The Campaign against Industrial Development on Taman
In 2007-08, Saving Taman! and Environmental Watch on the North Caucasus gathered signatures in Taman in opposition to industrial and environmentally dangerous development on the peninsula. The population of Taman is approximately 10,000, and our partners collected over 5,000 signatures (together with passport information and official documentation) in opposition to oil development. The signatures were provided to the IFC, local government officials and to the companies developing projects on Taman.
Complaints against the IFC
The IFC-financed Russkiy Mir Terminal is creating a development environment in which the infrastructure for additional terminals can be laid, easing the difficulties other oil and gas transport investors may face in this region. By developing the railroad, building roads, and beginning the industrialization of the region, the Russkiy Mir project sets a dangerous and environmentally unsustainable precedent on Taman.
Crude Accountability, Saving Taman! and EWNC are working with local residents to ensure that their voices are heard, their economic, environmental and human rights are not violated, and to secure a sustainable and environmentally sound future for the Taman Peninsula.
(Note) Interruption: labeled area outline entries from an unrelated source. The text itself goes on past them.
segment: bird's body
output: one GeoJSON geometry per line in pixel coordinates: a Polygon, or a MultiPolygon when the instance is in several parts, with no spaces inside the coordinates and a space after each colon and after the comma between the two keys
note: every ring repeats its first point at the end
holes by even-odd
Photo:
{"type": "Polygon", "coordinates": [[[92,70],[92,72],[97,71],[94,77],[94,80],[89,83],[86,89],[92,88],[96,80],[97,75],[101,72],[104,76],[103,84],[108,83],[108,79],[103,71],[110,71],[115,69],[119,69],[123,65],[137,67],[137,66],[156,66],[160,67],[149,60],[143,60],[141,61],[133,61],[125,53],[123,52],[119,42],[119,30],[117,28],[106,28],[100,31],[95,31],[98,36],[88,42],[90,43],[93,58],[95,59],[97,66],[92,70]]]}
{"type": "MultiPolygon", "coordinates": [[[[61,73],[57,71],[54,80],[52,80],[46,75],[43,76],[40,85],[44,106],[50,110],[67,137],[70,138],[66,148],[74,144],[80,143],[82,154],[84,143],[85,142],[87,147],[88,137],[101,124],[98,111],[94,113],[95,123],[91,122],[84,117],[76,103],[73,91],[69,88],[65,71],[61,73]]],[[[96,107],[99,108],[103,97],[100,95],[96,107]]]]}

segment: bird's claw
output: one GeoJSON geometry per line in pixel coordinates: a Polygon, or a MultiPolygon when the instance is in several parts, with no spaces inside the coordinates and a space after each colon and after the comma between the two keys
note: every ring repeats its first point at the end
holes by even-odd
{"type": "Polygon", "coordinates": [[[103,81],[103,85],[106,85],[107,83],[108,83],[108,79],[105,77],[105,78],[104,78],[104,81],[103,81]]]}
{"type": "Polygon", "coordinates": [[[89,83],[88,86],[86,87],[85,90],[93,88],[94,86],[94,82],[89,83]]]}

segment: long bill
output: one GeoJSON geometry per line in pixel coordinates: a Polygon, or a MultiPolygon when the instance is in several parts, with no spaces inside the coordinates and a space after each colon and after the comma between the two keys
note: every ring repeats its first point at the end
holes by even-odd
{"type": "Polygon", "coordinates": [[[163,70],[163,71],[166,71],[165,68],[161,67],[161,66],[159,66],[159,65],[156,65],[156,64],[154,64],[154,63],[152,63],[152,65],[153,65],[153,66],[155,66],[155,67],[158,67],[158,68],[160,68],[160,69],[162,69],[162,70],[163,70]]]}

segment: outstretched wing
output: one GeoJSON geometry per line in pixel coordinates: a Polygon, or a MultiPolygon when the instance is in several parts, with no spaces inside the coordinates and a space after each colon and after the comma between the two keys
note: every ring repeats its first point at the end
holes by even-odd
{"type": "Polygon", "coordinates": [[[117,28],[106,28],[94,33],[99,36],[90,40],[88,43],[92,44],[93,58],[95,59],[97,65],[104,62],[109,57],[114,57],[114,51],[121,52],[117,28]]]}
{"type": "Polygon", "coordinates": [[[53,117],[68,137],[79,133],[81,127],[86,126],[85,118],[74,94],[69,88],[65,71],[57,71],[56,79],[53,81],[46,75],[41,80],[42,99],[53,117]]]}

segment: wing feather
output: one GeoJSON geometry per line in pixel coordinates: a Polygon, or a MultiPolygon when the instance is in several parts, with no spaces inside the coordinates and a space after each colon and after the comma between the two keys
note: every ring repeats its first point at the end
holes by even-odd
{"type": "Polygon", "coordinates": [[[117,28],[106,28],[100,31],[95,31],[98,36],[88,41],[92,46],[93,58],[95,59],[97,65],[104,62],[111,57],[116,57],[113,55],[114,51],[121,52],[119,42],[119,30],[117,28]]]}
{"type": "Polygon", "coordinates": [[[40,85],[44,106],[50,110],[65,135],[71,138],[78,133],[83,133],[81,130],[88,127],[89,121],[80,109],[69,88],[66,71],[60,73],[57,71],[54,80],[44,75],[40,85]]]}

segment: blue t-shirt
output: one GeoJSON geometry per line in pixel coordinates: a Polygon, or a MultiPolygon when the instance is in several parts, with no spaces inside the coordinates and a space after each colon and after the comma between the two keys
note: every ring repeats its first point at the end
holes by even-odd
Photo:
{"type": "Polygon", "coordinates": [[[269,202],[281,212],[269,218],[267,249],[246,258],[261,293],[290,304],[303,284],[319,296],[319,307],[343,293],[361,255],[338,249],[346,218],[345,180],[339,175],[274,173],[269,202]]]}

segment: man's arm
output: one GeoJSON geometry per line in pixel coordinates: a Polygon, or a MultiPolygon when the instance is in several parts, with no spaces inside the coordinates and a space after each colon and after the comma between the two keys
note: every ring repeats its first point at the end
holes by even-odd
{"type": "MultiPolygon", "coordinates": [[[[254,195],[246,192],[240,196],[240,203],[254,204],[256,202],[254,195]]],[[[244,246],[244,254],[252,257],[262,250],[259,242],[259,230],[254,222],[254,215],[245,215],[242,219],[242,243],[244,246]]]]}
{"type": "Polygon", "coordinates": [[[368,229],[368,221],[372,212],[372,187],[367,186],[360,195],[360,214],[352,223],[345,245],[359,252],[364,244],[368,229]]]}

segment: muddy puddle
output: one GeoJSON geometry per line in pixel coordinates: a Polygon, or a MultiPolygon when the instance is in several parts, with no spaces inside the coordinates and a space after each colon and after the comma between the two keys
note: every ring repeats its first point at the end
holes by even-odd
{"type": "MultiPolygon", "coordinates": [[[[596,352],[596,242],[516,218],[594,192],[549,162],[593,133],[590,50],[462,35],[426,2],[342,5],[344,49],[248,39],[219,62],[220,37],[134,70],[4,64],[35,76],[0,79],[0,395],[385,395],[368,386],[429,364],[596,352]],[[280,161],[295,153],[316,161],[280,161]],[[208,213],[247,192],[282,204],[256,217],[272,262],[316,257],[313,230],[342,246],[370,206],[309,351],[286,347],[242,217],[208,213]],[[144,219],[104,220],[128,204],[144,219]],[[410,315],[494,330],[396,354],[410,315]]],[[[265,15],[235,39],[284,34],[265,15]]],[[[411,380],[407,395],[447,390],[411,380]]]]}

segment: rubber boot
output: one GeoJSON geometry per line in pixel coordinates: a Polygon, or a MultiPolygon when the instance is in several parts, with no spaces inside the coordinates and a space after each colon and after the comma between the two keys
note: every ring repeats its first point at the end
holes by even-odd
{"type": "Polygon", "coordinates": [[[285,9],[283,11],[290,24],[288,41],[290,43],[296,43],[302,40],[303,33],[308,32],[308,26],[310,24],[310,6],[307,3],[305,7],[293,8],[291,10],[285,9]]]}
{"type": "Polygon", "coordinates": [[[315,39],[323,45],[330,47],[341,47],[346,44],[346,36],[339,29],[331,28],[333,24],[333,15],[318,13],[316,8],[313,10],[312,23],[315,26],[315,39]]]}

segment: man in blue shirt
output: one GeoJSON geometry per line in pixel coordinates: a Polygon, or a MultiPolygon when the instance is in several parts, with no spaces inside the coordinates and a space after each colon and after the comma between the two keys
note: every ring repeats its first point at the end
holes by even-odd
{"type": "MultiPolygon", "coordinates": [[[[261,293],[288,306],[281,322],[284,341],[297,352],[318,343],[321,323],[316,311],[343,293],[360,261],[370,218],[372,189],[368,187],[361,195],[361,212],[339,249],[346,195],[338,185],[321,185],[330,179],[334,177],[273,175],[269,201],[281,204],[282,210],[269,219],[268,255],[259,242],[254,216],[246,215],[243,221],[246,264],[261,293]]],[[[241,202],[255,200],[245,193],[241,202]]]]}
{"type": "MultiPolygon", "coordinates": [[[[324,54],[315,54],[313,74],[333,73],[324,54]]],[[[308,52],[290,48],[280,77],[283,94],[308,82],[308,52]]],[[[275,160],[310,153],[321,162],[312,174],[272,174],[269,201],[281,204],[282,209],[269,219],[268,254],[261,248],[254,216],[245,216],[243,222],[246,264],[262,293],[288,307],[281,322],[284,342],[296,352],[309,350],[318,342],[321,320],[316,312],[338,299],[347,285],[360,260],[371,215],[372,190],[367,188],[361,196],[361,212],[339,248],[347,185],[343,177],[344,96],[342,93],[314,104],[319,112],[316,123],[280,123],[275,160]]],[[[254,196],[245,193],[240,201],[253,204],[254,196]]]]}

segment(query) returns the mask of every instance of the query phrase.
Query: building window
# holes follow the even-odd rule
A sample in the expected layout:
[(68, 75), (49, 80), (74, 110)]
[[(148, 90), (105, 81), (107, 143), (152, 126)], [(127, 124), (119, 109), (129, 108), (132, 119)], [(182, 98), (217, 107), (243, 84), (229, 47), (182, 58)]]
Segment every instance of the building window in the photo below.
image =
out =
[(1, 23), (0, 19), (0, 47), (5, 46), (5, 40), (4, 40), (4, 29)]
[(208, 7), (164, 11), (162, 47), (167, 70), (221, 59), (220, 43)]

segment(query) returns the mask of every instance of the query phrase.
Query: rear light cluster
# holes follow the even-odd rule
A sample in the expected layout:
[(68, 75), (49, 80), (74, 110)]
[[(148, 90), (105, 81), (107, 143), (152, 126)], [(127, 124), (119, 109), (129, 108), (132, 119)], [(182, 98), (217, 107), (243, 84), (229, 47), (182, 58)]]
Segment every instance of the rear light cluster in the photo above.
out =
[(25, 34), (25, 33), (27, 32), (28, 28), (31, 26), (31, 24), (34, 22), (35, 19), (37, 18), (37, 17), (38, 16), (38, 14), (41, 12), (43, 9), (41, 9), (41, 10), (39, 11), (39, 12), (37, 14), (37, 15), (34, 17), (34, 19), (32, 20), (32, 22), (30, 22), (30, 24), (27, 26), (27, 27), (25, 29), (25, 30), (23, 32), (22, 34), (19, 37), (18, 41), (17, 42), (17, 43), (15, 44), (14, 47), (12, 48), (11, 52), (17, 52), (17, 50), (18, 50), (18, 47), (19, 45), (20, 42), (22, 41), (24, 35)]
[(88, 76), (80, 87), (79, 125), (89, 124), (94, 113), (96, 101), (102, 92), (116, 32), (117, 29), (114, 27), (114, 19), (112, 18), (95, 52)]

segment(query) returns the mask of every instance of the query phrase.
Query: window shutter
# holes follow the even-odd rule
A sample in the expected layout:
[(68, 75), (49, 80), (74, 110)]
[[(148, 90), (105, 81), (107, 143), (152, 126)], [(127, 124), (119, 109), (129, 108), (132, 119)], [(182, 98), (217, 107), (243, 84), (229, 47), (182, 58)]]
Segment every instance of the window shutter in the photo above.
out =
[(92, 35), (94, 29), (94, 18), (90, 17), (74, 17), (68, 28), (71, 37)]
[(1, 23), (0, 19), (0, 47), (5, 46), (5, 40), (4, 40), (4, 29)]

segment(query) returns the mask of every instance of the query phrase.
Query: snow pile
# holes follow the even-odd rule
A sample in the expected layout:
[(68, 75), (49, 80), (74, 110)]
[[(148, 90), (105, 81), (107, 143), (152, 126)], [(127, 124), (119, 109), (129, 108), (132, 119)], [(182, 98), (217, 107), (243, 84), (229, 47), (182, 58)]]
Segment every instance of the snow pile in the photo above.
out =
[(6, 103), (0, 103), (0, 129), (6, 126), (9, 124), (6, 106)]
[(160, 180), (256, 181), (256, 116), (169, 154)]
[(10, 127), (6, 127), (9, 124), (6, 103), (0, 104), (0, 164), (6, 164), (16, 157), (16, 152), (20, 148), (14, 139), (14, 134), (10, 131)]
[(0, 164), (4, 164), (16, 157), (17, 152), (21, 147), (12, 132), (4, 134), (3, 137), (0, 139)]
Since 2007, local activists have submitted three complaints to the Office of Compliance, Advisor/Ombudsman (CAO) of the World Bank. The complaints voiced local concerns about violations of Russian environmental legislation, human rights law, and destruction of private property as a result of the IFC-financed Russkiy Mir terminal.
In 2007, Saving Taman! and EWNC filed a complaint with the CAO outlining the violations of Russian legislation in the initial classification of the project by the IFC. The IFC classified the Russkiy Mir project as a category “B” project, indicating that it had only limited environmental impact. The “B” classification also meant that less stringent public consultation was required than if it had been classified as a category “A” project. The complainants outlined over 30 violations of Russian law in their complaint. The CAO closed the complaint stating it did not require additional investigation beyond the initial assessment.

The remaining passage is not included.